Adnan Dautovic <daut@mailbox.org> writes:
> I have some trouble using postgres_fdw in order to display some data from a Postgres database I do not control in a
Postgresdatabase that I do control.
Hmm ...
> * PostgreSQL version number you are running:
> remote: "PostgreSQL 9.4.13 on x86_64-apple-darwin20.2.0, compiled by Apple clang version 12.0.0 (clang-1200.0.32.29),
64-bit"
> local: "PostgreSQL 13.0 (Debian 13.0-1.pgdg100+1) on x86_64-pc-linux-gnu, compiled by gcc (Debian 8.3.0-6) 8.3.0,
64-bit"
You realize of course that PG 9.4.x is four years past EOL, and that
the last release in that series was 9.4.26, so that your remote is
missing three or so years' worth of bug fixes even before its EOL.
The underlying macOS platform looks a bit hoary as well.

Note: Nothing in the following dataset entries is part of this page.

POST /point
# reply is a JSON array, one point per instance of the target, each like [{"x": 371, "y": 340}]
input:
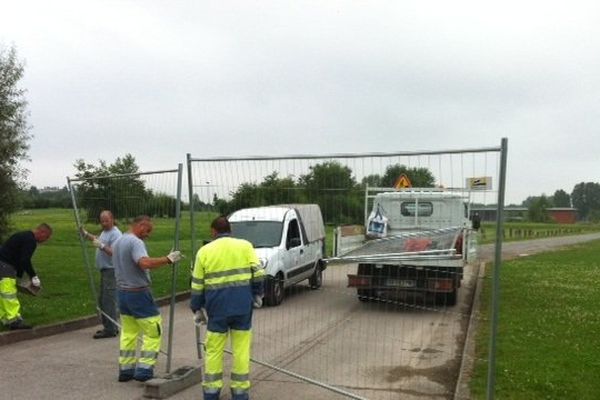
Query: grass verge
[
  {"x": 60, "y": 264},
  {"x": 548, "y": 346}
]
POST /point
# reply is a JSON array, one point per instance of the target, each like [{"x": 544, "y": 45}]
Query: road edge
[{"x": 461, "y": 391}]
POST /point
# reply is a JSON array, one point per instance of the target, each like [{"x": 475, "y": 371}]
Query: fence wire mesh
[
  {"x": 374, "y": 319},
  {"x": 126, "y": 196}
]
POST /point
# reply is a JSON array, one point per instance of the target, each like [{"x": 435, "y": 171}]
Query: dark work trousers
[{"x": 107, "y": 300}]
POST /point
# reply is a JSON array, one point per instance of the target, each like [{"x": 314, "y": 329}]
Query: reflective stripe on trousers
[
  {"x": 10, "y": 308},
  {"x": 150, "y": 328},
  {"x": 240, "y": 368}
]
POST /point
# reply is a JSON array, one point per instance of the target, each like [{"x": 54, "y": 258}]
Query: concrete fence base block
[{"x": 176, "y": 381}]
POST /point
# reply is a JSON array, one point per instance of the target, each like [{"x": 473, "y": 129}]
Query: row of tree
[
  {"x": 329, "y": 184},
  {"x": 118, "y": 187},
  {"x": 14, "y": 135}
]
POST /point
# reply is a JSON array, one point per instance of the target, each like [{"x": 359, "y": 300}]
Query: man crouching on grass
[
  {"x": 15, "y": 259},
  {"x": 139, "y": 314}
]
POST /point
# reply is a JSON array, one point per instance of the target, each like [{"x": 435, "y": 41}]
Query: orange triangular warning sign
[{"x": 402, "y": 182}]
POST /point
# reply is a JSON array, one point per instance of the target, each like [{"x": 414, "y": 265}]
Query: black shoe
[
  {"x": 104, "y": 334},
  {"x": 19, "y": 324},
  {"x": 126, "y": 375}
]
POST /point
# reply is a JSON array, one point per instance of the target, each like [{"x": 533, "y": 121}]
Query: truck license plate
[{"x": 400, "y": 282}]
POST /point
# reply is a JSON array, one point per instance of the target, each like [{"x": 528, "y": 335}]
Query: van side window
[{"x": 293, "y": 236}]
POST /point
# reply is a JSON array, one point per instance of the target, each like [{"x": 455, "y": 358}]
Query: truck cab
[{"x": 421, "y": 239}]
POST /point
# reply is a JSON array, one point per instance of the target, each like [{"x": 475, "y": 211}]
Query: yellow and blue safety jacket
[{"x": 227, "y": 275}]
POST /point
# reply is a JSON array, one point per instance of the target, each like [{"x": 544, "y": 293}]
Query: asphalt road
[{"x": 376, "y": 351}]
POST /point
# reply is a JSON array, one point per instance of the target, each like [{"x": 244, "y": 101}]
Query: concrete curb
[
  {"x": 66, "y": 326},
  {"x": 462, "y": 391}
]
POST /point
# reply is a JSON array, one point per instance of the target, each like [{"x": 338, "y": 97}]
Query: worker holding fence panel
[
  {"x": 107, "y": 300},
  {"x": 15, "y": 260},
  {"x": 227, "y": 281},
  {"x": 139, "y": 313}
]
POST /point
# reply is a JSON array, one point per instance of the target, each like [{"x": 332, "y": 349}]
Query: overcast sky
[{"x": 159, "y": 79}]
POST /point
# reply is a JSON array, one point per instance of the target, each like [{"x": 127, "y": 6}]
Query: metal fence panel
[{"x": 373, "y": 343}]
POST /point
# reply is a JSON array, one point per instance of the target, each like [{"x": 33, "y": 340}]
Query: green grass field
[
  {"x": 60, "y": 263},
  {"x": 548, "y": 337},
  {"x": 531, "y": 230}
]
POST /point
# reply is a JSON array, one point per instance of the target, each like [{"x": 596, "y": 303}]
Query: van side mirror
[{"x": 294, "y": 242}]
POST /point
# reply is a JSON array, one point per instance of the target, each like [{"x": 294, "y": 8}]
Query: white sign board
[{"x": 480, "y": 183}]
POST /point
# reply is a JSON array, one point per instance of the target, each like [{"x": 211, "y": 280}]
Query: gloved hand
[
  {"x": 257, "y": 301},
  {"x": 174, "y": 256},
  {"x": 35, "y": 281},
  {"x": 200, "y": 317}
]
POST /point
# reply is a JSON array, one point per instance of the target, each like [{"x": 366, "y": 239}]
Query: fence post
[{"x": 491, "y": 381}]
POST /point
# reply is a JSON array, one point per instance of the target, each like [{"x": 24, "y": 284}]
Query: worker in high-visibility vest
[
  {"x": 139, "y": 314},
  {"x": 15, "y": 260},
  {"x": 227, "y": 281}
]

(You gain exactly zero points for good maintenance practice on the
local side either, since PG 13's current release is 13.14. If you're
going to install Postgres and then ignore bug-fix releases for
multiple years, I counsel not starting from a dot-zero release.
However, that doesn't seem to be related to your immediate problem.)
Having said that,
> * The EXACT TEXT of the error message you're getting, if there is one:
> ERROR: invalid value for parameter "TimeZone": "UTC"
> CONTEXT: remote SQL command: SET timezone = 'UTC'
That's just bizarre. There is no release of Postgres anywhere,
at any time in the past couple decades, that should not think that
"UTC" is a valid timezone setting. My best guess is that the
remote was built with a --with-system-tzdata setting that's not
actually valid for its platform.
Short answer: your remote database is very incompetently
administrated. If the remote's DBA is not willing to work on fixing
it, I suggest finding a job where you don't have to deal with that.